4. Agar plate incubation method, the detection rate of larvae in feces can reach 96.8%, and unique larval movement phenomena can be found on the agar plate, and duodenal fluid can also be collected for microscopic examination to find larvae.
Third, pathogen serological examination
More than half of the patients have elevated serum IgE levels, but the specific IgE levels of patients with disseminated infection are significantly lower than those of non-disseminated infection patients, about 90% of the patients have IgG and IgE antibodies against the filarial antigen in the serum. The US CDC used enzyme-linked immunosorbent assay (ELISA) to detect 76 patients diagnosed with larvae in feces, with a sensitivity of 94.6%.
Fourth, adult worm antigen intradermal test and indirect fluorescence test can assist in diagnosis.

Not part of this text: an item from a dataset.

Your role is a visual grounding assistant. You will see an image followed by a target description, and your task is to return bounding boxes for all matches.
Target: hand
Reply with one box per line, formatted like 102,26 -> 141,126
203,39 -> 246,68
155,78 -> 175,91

Fifth, other examinations. 6
Dietary taboos for strongyloidiasis patients
The diet of strongyloidiasis patients should be light and easy to digest, eat more fruits and vegetables, reasonably match the diet, and pay attention to adequate nutrition. In addition, patients should also pay attention to avoid spicy, greasy, cold food. Patients should also pay attention to the following aspects of diet:
1. Drink more boiled water.
2. Eat cooked food.
3. Eat more fresh fruits and vegetables.. 7
Conventional methods of Western medicine for the treatment of strongyloidiasis
Through the treatment of anthelmintic drugs, the efficacy of strongyloidiasis is relatively good, including the following:
1. Fenbendazole 100mg per dose, twice a day, for a total of 4 days.
2. Albendazole 400mg, taken all at once, for a total of 3 days or 14-15mg/(kg·d), 5-7 days therapy, cure rate 68-86%.
3. Ivermectin has good therapeutic effect, strong tolerance of patients, and is expected to be used as the first-line drug for antiparasitic roundworm infection.
5. For severe patients with complex conditions, in addition to antiparasitic drugs, actively adopt symptomatic and supportive therapies, such as anti-shock, correction of dehydration and electrolyte disorder, control of secondary infection, etc.